Sintaxe da mensagem:
msg.payload = [ filtro ];
Deleta todos os registros mais antigos que 10 minutos
msg.collection = "sensores-temperatura";
msg.operation = "deleteMany";
let dezMinutosAtras = new Date().getTime() - ( 10 * 60 * 1000);
msg.payload = [
{ timestamp: { $lt: dezMinutosAtras } }
];
return msg;
Deleta todos os registros do sensor 2:
msg.collection = "sensores-temperatura";
msg.operation = "deleteMany";
msg.payload = [
{ sensor: "sensor-2" }
];
return msg;
aggregate
Executa um pipeline de agregação, permitindo encadear estágios de filtragen, transformação, agrupamento e cálculo sobre os dados.
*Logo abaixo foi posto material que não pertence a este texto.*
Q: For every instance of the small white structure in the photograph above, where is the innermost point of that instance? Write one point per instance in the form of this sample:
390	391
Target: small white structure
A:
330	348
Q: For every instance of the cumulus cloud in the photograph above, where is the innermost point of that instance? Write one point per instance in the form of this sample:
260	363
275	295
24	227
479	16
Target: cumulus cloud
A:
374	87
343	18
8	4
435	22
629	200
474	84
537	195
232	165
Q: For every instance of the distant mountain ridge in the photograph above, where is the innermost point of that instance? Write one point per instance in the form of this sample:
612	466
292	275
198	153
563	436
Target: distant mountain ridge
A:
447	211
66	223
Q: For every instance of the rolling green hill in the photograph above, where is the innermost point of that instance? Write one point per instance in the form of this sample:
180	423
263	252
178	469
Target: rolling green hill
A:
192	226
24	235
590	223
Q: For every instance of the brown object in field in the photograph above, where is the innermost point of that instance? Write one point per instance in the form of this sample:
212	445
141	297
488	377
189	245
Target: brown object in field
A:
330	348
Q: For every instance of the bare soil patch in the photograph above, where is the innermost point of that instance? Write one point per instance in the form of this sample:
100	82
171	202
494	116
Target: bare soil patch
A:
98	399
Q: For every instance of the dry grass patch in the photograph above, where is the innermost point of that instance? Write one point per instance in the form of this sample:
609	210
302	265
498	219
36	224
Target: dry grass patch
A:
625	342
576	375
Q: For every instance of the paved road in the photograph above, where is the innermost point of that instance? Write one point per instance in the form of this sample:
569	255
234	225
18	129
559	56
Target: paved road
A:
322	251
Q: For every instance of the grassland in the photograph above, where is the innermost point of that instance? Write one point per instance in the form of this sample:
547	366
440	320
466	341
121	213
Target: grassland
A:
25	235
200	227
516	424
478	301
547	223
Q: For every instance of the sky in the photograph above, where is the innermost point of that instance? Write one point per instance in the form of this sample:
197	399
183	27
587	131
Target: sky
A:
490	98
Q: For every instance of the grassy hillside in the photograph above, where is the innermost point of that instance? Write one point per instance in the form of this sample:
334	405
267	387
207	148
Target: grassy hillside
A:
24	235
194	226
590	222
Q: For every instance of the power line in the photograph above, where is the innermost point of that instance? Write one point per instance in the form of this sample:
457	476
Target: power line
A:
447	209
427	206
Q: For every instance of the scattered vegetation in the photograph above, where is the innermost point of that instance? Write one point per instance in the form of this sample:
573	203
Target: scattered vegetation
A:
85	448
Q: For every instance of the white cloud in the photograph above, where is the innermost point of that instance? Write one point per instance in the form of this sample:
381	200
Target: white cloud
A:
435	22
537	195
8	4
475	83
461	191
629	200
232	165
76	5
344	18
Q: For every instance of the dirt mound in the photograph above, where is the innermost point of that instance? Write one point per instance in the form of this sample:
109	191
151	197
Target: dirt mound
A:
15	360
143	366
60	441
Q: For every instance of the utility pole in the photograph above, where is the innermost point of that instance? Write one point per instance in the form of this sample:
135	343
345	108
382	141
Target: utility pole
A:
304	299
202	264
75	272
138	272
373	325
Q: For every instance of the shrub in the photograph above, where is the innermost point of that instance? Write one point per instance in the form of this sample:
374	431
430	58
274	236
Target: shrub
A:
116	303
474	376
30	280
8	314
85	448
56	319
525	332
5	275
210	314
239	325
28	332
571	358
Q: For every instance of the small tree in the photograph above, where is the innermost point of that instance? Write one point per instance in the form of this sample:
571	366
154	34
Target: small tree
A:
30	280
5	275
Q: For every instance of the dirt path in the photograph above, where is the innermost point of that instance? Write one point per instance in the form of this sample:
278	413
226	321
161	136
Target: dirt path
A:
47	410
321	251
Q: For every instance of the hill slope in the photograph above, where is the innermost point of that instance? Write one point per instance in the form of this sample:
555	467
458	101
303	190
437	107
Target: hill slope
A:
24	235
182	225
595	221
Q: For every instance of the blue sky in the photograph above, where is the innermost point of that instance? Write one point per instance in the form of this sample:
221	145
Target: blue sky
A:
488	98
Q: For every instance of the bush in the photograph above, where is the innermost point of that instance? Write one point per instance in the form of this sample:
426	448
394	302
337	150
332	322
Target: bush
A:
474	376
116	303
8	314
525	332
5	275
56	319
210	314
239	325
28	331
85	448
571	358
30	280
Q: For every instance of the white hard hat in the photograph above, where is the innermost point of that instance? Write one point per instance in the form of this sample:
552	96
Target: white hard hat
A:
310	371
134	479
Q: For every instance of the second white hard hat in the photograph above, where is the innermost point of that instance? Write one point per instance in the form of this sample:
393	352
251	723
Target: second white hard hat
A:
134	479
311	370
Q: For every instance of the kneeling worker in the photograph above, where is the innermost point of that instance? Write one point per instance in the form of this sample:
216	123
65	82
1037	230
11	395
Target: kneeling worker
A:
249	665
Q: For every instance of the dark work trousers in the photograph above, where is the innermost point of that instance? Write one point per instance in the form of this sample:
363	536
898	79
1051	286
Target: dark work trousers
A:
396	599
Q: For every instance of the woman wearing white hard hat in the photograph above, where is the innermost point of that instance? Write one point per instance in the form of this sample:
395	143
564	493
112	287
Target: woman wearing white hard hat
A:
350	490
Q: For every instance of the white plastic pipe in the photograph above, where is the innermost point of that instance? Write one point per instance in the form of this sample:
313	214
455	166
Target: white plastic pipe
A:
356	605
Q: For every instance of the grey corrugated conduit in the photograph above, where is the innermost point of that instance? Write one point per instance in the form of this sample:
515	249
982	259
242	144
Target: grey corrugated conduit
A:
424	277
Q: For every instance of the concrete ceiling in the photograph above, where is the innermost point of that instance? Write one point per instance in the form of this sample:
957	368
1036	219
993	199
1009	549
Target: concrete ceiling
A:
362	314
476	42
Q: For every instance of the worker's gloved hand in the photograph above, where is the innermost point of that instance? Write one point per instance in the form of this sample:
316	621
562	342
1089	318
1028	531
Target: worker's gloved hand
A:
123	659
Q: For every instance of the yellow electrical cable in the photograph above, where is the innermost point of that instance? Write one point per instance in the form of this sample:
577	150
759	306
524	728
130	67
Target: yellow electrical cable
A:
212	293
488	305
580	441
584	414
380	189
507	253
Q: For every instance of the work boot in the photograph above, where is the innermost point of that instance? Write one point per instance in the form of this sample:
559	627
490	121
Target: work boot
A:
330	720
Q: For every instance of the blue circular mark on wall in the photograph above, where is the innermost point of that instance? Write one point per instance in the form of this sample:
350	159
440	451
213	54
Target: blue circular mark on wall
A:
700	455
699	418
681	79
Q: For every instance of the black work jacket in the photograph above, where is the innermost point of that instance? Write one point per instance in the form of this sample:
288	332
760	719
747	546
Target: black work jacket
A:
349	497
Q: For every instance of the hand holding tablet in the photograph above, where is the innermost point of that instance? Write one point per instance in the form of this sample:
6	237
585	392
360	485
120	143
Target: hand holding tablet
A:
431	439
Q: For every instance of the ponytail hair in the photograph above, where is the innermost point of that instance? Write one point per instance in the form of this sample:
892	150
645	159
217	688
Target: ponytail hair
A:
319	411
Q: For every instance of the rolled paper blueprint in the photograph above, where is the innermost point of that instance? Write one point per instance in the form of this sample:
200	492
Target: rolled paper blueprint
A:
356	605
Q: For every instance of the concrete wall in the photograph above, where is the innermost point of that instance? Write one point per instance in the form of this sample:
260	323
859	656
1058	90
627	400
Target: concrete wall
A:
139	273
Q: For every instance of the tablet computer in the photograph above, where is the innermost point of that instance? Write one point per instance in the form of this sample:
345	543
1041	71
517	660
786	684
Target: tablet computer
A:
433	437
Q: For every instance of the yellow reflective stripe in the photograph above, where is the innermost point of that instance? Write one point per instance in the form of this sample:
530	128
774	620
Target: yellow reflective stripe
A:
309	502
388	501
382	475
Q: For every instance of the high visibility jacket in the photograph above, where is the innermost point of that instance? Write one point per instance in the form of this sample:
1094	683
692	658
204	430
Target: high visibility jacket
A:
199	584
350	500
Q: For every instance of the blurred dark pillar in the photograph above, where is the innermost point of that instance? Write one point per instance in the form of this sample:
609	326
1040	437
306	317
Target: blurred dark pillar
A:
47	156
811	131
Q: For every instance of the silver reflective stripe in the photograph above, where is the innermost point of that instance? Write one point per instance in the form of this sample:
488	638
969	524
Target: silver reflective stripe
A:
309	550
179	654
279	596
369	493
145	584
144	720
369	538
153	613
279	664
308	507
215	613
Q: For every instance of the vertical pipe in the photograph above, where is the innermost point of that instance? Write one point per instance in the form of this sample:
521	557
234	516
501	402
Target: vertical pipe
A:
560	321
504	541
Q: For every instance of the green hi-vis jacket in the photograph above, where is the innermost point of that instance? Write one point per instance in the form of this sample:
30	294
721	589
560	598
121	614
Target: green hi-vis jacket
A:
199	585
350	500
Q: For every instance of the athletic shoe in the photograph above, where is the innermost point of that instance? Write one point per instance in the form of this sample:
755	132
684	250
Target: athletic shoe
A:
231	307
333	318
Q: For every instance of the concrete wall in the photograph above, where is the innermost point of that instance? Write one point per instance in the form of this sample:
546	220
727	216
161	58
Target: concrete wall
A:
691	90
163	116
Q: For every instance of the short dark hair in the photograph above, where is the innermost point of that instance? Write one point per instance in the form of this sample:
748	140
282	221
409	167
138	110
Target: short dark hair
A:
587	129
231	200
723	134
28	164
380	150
É a operação mais poderosa do MongoDB.
Sua sintaxe é:
msg.payload = [[ estágio1, estágio2, ... ]]; // array dentro de array
Os estágios mais comuns são:
| Estágio | Função |
|---|---|
$match | Filtra documentos (equivalente ao find) |
$sort | Ordena documentos |
$limit | Limita quantidade de documentos |
$skip | Pula N documentos |
$group | Agrupa e calcula métricas |
$project | Seleciona/transforma campos |
$count | Conta documentos |
$unwind | Desdobra arrays em documentos separados |
Os acumuladores para o estágio $group são:
| Acumulador | Função |
|---|---|
$avg | Média |
$sum | Soma (ou contagem com $sum: 1) |
$max | Valor máximo |
$min | Valor mínimo |
$first | Primeiro valor do grupo |
$last | Último valor do grupo |
Calcula a média, máximo e mínimo da chave value para os 30 últimos registros da coletânea:
msg.collection = "sensores-temperatura";
msg.operation = "aggregate";
msg.payload = [[
{ $sort: { timestamp: -1 } },
{ $limit: 20 },
{
$group: {
_id: null,
media: { $avg: "$value" },
maximo: { $max: "$value" },
minimo: { $min: "$value" },
}
}
]];
return msg;
Calcula a média de leitura agrupado por sensor:
msg.collection = "sensores-temperatura";
msg.operation = "aggregate";
msg.payload = [[
{
$group: {
_id: "$sensor", // cria um grupo onde o _id é o valor da chave sensor dos dados de entrada
media: { $avg: "$value" },
count: { $sum: 1 }
}
},
{ $sort: { _id: 1 } }
]];
return msg;
Calcula a média por hora do dia:
msg.collection = "sensores-temperatura";
msg.operation = "aggregate";
msg.payload = [[
{
$group: {
_id: {
$dateToString: {
format: "%Y-%m-%dT%H:00", // note que o marcador vai até horas, o resto está zerado
date: { $toDate: "$timestamp" }
}
},
media: { $avg: "$value" },
count: { $sum: 1 }
}
},
{ $sort: { _id: 1 } }
]];
return msg;
Calcula a média e momento da última leitura dos últimos 50 registros de sensor-1 com valor maior que 70 e retorna somente as chaves calculadas media e ultimo, sem _id.
msg.collection = "sensores-temperatura";
msg.operation = "aggregate";
msg.payload = [[
{ $match: { sensor: "sensor-1", value: { $gt: 70 } } },
{ $sort: { timestamp: -1 } },
{ $limit: 50 },
{
$group: {
_id: null,
media: { $avg: "$value" },
ultimo: { $first: "$timestamp" } // note que ordenação por timestamp está descrescente
}
},
{ $project: { _id: 0, media: 1, ultimo: 1 } }
]];
return msg;
Continuando o Problema da aula anterior (Link), considere que a aplicação colete os dados da estação a cada segundo.
Implemente nesta aplicação o registro em banco de dados de uma coletânea com a seguinte estrutura:
| timestamp | longitude | latitude | distancia-percorrida |
|---|---|---|---|
| xxx | xxx | xxx | 0 |
Os registros deve ser inseridos no banco de dados na mesma taxa de aquisição dos dados da ISS.
Além de tudo o que já foi implementado neste projeto até aqui, o seu programa deve ser capaz de:
- Recuperar e printar no debug todos os registros do banco de dados.
- Recuperar e printar no debug os últimos 30 registros, somente de
timestamp,longitudeelatitude. - Calcular a média dos campos
longitudeelatitudedos últimos 60 registros. - Deletar automaticamente todas as leituras mais antigas que 3 minutos.